Und was ist dies? ich fragte die Erde und sie sprach: Ich bin es nicht, und alles, was in ihr ist, bekannte dasselbe. Ich fragte das Meer und die Untiefen und was von lebenden Wesen da kriecht, und sie antworteten: Wir sind nicht dein Gott; suche ihn über uns. Ich fragte die wehenden Winde und es antwortete der Luftbereich mit seinen Bewohnern: Es irrt Anaximenes; ich bin nicht Gott. Ich fragte Himmel, Sonne, Mond und Sterne und sie antworteten: Auch wir sind nicht Gott, den du suchest. Da sprach ich zu allen, welche umgeben die Pforten meines Fleisches: Ihr sagt mir nur von meinem Gott, daß ihr es nicht seid, sagt mir doch etwas über ihn. Und sie riefen mit erhobener Stimme: Er hat uns gemacht. Meine Frage bestand in sinnender Betrachtung derselben und ihre Antwort in ihrer Schönheit. Und ich wendete mich an mich selbst und sprach zu mir: Wer bist du? Und erhielt die Antwort: Ein Mensch. Und siehe, Leib und Seele habe ich; jenes bildete das Äußere, dieses das Innere. Von welchem der zwei sollte ich meinen Gott suchen. Schon hatte ich ihn durch den leiblichen Sinn gesucht von der Erde bis zum Himmel, soweit ich nur die Strahlen meiner Augen als Boten suchen konnte. Aber von größerem Werte ist mein innerer Mensch. Ihm nämlich brachten alle Boten des Körpers Meldung zurück, der ihr Herr ist und die Antworten des Himmels der Erde und alles dessen, was darin sagte: "Wir sind nicht Gott und er hat uns selbst erst gemacht" beurteilt. Der innere Mensch erkennt dies durch den Dienst des äußeren: ich als der innere Mensch erkannte dies; ich, ich die Seele erkannte es durch den leiblichen Sinn. Ich fragte die gesamte Welt über meinen Gott und sie antwortete mir: "Nicht bin ich es, sondern er hat mich gemacht".

Wird allen, die einen gesunden Sinn besitzen, dieser Anblick zuteil? Warum sagt er nicht allen dasselbe?

Die Tiere, die kleinen und großen sehen ihn und können doch nicht fragen, denn sie besitzen keine Vernunft, die beurteilen könnte, was ihnen die Sinne melden. Die Menschen aber können fragen, damit daß Gottes unsichtbares Wesen wird ersehen an der Schöpfung. Aber sie werden durch ihre Liebe zu ihr derselben untertan, und also untertan können sie ein Urteil nicht fällen. Auch antwortet die Schöpfung, wenn sie fragen, ohne beurteilen zu können; auch wandelt sie ihre Stimme nicht, das ist: ihre Gestalt, wenn sie der eine nur mit dem leiblichen Auge sieht, der andere zugleich schauend fragt, so daß sie dem einen anders erscheint als dem andern; sondern ihre Gestalt zeigt sich beiden auf dieselbe Weise, nur ist sie für jenen stumm, für diesen beredt; ja sie redet zu allen, aber jene nur verstehen sie, welche die Stimme von außen auch innerlich mit der Wahrheit vergleichen.
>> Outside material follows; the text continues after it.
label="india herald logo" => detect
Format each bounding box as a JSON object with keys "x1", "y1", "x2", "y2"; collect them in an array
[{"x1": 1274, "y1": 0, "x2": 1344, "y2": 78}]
Denn die Wahrheit sagt mir: Dein Gott ist weder Himmel noch Erde noch irgendein Körper. Das sagt die Natur dem, der Augen hat zu sehen: Dies ist Masse; eine Masse, kleiner im Teil als im Ganzen. Schon du bist höher, das sage ich dir, meine Seele; denn du belebst die Masse deines Körpers, gibst ihr das Leben; was kein Körper dem andern bieten kann. Dein Gott aber ist für dich auch wiederum das Leben für dein Leben.